#1 Power and politics of engagement

Parallel sessions on Friday 25.11. at 10.30-11.45
Location: Room 10, Metsätalo

Ivana Rapoš Božič (Masaryk University) – Civic Art and Culture Initiatives: Key Tensions

Recent years have seen a growing interest in the role of artistic and cultural initiatives in generating creative solutions to social inequality. Such interest has been stimulated both from above, in the form of grants and financial incentives from schemes such as Creative Europe, as well as from below, through innovative practices of civil society organizations and social movements. However, the bulk of discussion on the role of artistic and cultural initiatives in the promotion of more inclusive social environments is often narrowed down to their representation as examples of good practice. Such an approach is insufficient as it neglects the tensions that are inherent to the use of arts and culture as instruments of social change.

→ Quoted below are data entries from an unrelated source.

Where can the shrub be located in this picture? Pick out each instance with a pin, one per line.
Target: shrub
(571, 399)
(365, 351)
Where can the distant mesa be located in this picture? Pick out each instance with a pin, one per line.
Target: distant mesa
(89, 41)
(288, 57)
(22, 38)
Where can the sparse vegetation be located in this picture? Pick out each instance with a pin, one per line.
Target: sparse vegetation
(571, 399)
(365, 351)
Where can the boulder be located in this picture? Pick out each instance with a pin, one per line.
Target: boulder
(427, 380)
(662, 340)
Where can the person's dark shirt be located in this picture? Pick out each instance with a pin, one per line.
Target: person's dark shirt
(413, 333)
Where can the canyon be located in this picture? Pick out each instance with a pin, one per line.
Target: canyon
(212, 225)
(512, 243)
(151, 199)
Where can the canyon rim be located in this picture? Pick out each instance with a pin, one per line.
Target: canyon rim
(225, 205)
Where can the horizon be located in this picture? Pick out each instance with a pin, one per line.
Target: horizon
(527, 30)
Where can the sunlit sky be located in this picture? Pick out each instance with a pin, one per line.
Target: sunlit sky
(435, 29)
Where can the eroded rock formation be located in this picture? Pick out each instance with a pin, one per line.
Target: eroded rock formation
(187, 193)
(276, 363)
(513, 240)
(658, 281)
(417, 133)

In this contribution, I address this deficiency by elucidating the key tensions that accompany civically engaged artistic and cultural initiatives. My analysis draws on the ethnographic fieldwork conducted during an artistic residency in Slovakia. This residency took place as a part of the European project Borderline offensive, whose aim was to tackle growing xenophobia and migration fear across Europe via arts and humor. Utilizing the theoretical frame of French pragmatic sociology, I show how the logic of different orders of worth embedded in the projects' design clashed with the artists' engagements with both their artistic practice and one another. All in all, I articulate a need for a nuanced understanding of the role of artistic and cultural initiatives in negotiations in the present-day civil sphere.

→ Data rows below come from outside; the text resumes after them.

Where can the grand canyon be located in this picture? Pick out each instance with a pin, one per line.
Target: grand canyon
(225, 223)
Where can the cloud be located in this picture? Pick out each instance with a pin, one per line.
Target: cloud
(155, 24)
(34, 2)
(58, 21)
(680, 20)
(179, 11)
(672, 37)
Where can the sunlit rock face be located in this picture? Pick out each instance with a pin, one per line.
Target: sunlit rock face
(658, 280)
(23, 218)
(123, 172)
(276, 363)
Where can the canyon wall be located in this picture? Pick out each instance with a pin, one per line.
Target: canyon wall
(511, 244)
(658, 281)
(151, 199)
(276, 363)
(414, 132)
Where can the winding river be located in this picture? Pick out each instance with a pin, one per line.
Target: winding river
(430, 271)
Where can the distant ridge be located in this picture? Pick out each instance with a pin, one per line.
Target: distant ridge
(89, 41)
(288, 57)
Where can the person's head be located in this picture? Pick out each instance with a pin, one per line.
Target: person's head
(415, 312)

Anna Zhelnina (University of Helsinki) – Temporal Agency in Urban Politics

Temporal agency and power in urban politics Urban redevelopment projects are often associated with an intensified sense of uncertainty. Residents of the transforming urban areas can experience the future of their inhabited urban worlds as unpredictable and beyond their control. Still, these moments of uncertainty are not “empty:”; they are filled with action, emotion, and meaning-making. Both political sociology and urban studies have noted that, potentially, uncertainty can be a productive, creative condition. It can have stimulating effects, pushing people to (inter)act; it can be the driving force of contention, and an opening for innovation (Tilly, Tarrow, and McAdam 2001). On the other hand, there is plenty of evidence of the dampening, disempowering effects of uncertainty (Auyero and Swistun 2009). This duality has to do with the temporal logic of human agency, which is “informed by the past” and “oriented toward the future” and the present” (Emirbayer and Mische 998:963).

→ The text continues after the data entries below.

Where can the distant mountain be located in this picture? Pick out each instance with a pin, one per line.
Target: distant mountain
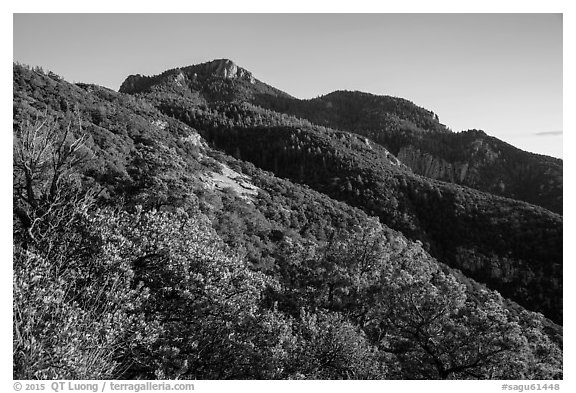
(217, 80)
(514, 247)
(181, 231)
(419, 140)
(411, 133)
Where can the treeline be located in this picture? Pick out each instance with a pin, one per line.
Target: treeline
(138, 270)
(513, 247)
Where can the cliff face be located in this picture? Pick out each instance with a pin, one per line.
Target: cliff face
(427, 165)
(491, 168)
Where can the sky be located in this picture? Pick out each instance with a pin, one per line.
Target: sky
(501, 73)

Obstacles to the future-oriented part of agency result in the inability to strategize, make plans or even imagine the future alternatives. Moreover, this future-oriented dimension of agency is socially stratified; powerful players can manipulate other people’s ability to imagine and control their own futures by delaying and making wait or rushing and making false promises (Auyero 2014). The theory of future coordination (Tavory and Eliasoph 2013) offers us a conceptual toolkit to analyze moments of uncertainty as political moments. By focusing on the intensified interactions in a variety of arenas around urban redevelopment projects, scholars can unpack and demystify uncertainty and understand how and where new futures are created from a polyphony of individual perspectives, aspirations, and projects.

This presentation will focus the temporal dimension of agency and power in urban politics building on the empirical examples from a study of a contested urban renewal project in Moscow and the study of immigrants’ engagement with urban politics in Helsinki.

Veikko Eranti & Taina Meriluoto (University of Helsinki) – Towards a pragmatist theory of the political

This paper introduces a pragmatist interpretation of agonistic pluralism, and develops this into an analytical framework that is applied to the analysis of urban conflicts. Taking heed from contemporary radical urban scholarship, the article’s aim is twofold: First, the article substantiates Chantal Mouffe’s notion of agonistic pluralism with tools from French pragmatic sociology. We suggest that plurality, in a democracy, emerges both as a plurality of conflict manifested in the variety of possible ways to identify injustices, and formulate and justify claims in public struggles, and plurality of commonality, manifested in different logics by which a “we” can be formed, and ways of coordinating action so as to solve issues without resorting to violence. Second, by deploying the developed conceptualisation of plurality to an on-going urban conflict over an airport, we showcase the value of the approach for identifying and analysing different forms and phases of actually existing political conflicts, and for recognizing their meaning for democracy. The paper finally sketches an outline for a pragmatist approach and theory of the political.